Pierce Freelon is an electric young professor at the University of North Carolina at Chapel Hill and a musician who has charmed audiences domestically and internationally from Brazil to India. His multi-media performance/presentations offer a bold glimpse into his world: merging jazz, black history and culture, scholarship, activism and hip hop.
Freelon visits Northeast State on Nov. 8 for two shows at 1:30 p.m. and 7 p.m. in the Wellmont Regional Center for the Performing Arts Theater at the main campus in Blountville. Both shows are free and open to the public.
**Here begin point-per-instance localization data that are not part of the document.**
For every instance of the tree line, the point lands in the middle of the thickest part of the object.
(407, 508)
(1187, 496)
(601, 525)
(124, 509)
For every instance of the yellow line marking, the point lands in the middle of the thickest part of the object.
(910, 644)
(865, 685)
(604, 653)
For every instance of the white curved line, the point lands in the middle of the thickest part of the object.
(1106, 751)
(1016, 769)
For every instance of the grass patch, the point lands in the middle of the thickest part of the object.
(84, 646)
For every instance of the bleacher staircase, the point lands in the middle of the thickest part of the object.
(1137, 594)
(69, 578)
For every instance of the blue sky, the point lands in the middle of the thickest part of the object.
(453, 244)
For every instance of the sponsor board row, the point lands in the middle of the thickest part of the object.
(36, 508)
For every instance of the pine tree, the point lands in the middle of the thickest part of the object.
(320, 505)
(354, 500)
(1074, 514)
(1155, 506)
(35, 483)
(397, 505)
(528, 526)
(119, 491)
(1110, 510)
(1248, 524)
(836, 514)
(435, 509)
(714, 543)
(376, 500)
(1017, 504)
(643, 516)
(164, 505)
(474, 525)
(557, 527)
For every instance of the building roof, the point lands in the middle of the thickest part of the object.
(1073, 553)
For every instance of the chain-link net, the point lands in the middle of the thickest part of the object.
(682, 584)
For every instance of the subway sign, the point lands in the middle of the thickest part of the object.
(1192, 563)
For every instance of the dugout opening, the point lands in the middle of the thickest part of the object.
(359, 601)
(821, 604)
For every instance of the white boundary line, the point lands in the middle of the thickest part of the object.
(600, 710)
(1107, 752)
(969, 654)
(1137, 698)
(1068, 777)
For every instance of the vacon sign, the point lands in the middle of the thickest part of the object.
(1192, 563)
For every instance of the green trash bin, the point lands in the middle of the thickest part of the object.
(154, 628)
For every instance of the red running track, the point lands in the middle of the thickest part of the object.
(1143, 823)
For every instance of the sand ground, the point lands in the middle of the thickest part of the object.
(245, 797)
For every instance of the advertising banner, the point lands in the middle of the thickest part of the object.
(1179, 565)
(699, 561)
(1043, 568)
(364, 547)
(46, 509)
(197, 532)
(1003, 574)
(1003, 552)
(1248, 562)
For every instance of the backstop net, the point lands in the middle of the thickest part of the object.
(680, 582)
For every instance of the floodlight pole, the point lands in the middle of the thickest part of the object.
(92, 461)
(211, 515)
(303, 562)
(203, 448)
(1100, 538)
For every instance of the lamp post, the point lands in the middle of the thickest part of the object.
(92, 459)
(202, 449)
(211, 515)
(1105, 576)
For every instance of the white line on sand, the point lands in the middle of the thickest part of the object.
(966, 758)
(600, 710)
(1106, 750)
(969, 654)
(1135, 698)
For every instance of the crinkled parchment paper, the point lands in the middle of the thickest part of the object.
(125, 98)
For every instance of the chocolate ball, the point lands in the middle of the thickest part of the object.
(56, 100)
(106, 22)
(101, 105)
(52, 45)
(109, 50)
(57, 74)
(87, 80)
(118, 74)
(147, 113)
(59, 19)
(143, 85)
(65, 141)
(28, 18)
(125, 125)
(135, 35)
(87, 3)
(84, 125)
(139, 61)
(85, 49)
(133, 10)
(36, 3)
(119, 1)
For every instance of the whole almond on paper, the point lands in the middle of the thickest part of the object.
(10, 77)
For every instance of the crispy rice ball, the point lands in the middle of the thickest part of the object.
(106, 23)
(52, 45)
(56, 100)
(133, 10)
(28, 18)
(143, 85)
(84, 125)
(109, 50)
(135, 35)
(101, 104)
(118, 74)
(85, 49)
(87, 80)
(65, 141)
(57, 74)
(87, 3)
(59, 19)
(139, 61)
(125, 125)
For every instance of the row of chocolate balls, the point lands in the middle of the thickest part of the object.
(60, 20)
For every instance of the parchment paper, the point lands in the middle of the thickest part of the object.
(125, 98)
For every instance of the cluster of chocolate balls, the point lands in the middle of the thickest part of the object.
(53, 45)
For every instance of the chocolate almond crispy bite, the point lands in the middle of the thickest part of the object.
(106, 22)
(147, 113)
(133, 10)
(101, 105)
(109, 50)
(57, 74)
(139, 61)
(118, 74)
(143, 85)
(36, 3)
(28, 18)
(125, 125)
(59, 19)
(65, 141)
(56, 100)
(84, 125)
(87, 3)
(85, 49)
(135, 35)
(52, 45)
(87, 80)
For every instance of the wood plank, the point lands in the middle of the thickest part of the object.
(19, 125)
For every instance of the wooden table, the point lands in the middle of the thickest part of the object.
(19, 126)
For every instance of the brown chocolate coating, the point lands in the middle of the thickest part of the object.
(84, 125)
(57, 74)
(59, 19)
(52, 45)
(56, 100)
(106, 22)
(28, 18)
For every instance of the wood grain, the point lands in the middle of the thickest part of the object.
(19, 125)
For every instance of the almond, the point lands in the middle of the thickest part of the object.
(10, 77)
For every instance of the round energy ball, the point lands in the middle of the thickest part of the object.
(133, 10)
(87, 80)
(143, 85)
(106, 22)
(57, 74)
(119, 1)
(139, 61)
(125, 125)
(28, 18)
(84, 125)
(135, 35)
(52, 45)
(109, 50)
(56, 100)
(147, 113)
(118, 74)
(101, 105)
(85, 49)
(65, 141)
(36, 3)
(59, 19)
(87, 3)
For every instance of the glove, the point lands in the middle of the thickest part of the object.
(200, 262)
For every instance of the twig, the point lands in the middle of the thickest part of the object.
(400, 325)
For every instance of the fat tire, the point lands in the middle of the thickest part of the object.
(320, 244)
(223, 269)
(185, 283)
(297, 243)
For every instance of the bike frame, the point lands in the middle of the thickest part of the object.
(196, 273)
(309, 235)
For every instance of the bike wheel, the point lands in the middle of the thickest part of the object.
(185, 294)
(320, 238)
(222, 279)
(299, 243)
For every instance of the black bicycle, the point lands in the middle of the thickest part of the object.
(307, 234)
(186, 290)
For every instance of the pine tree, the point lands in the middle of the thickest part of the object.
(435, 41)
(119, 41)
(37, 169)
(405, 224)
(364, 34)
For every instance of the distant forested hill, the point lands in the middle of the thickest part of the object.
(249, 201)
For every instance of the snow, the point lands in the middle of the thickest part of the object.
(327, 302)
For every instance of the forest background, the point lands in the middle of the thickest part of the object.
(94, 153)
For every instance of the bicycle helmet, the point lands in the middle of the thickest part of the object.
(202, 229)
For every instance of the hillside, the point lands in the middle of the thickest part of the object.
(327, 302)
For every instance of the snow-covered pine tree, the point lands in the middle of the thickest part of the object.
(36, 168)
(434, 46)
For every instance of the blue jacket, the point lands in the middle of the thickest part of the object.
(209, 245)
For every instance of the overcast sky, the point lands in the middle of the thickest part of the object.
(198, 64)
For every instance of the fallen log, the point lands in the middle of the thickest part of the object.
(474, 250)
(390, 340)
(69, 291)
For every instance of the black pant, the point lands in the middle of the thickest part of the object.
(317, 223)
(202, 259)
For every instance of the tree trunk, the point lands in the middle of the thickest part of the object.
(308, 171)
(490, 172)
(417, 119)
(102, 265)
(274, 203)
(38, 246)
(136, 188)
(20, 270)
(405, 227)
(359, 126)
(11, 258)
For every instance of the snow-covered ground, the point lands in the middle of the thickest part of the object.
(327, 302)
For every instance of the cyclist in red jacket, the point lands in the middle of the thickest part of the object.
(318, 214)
Freelon is a musician, professor, and artivist with a passion for creativity and community. He is front man of the genre-bending The Beast, hailed as a “natural, engaging blend of jazz and hip hop,” by Jazz Times Magazine. He has taught music, African-American studies and political science at the University of North Carolina at Chapel Hill and North Carolina Central University. Freelon is the co-founder of ARTVSM – a company merging art and activism by any medium necessary.
He will present the Beatmaking Lab, Beat Making Lab started as an innovative course taught in the Music Department at the University of North Carolina at Chapel Hill. Founded by producer/DJ Apple Juice Kid (Stephen Levitin) and Dr. Mark Katz in 2011, the curriculum offers instruction in practical beat making, a history of popular music production, and entrepreneurship.
The first international Beat Making Lab was established in the Democratic Republic of Congo during the summer of 2012. Freelon and Levitin traveled to Goma to build a studio at a local non-profit called Yole!Africa. International Beat Making Labs are being developed for implementation in Senegal, Kenya, Cameroon and Brazil.